Trying to turn its empty seats to an advantage, Alaska Airlines announced a two-day airfare sale Tuesday that should delight pairs of passengers traveling together who dreamed of having their own row.
Instead of a simple two-for-the-price-of-one sale, Alaska’s “Get the Row with BOGO” promotion guarantees that two people traveling together will have a third seat that’s left empty.
Given that Alaska has already been blocking middle seats on its mainline flights for social-distancing purposes during the coronavirus pandemic anyway, a promotion that puts two people in a row for three might not be viewed as a giant challenge. But the Seattle-based carrier says the move is aimed at appealing not only to those who seek more comfort, but personal safety.
“Our hope is with this offer … our guests are given further peace of mind while traveling,” said Sangita Woerner, the airline’s senior vice president of marketing and guest experience, in a statement.
Alaska says the BOGO – buy one, get one – sale on its website is limited to travel through Oct. 31, when its guarantee of blocked middle seats for all passengers ends. Tickets must be purchased by 11:59 p.m. PDT Wednesday. Customers still have to pay taxes and fees on the second seat, though.
The sale doesn’t apply to Alaska’s regional aircraft because they only have two – not three – seats on each side of the aisle.
Alaska isn’t the first airline to try to turn social distancing into a promotion. Deep-discounter Frontier Airlines announced a plan in May to charge passengers at least $39 a flight to sit next to an empty middle seat. The idea was quickly dumped after an outcry from congressional Democrats who viewed it as trying to profit from the virus.
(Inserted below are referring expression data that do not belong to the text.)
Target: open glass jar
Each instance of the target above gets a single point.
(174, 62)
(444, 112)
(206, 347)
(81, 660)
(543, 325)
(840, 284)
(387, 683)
In addition to blocking middle seats at no cost to passengers, Alaska said it is taking other steps to ensure customers feel safe from the virus aboard its planes. They include pre-ordering of food or beverages so passengers don’t have to hand a credit card to a flight attendant, scanning of boarding passes from six feet away and having baggage receipts emailed to customers, instead of printing them.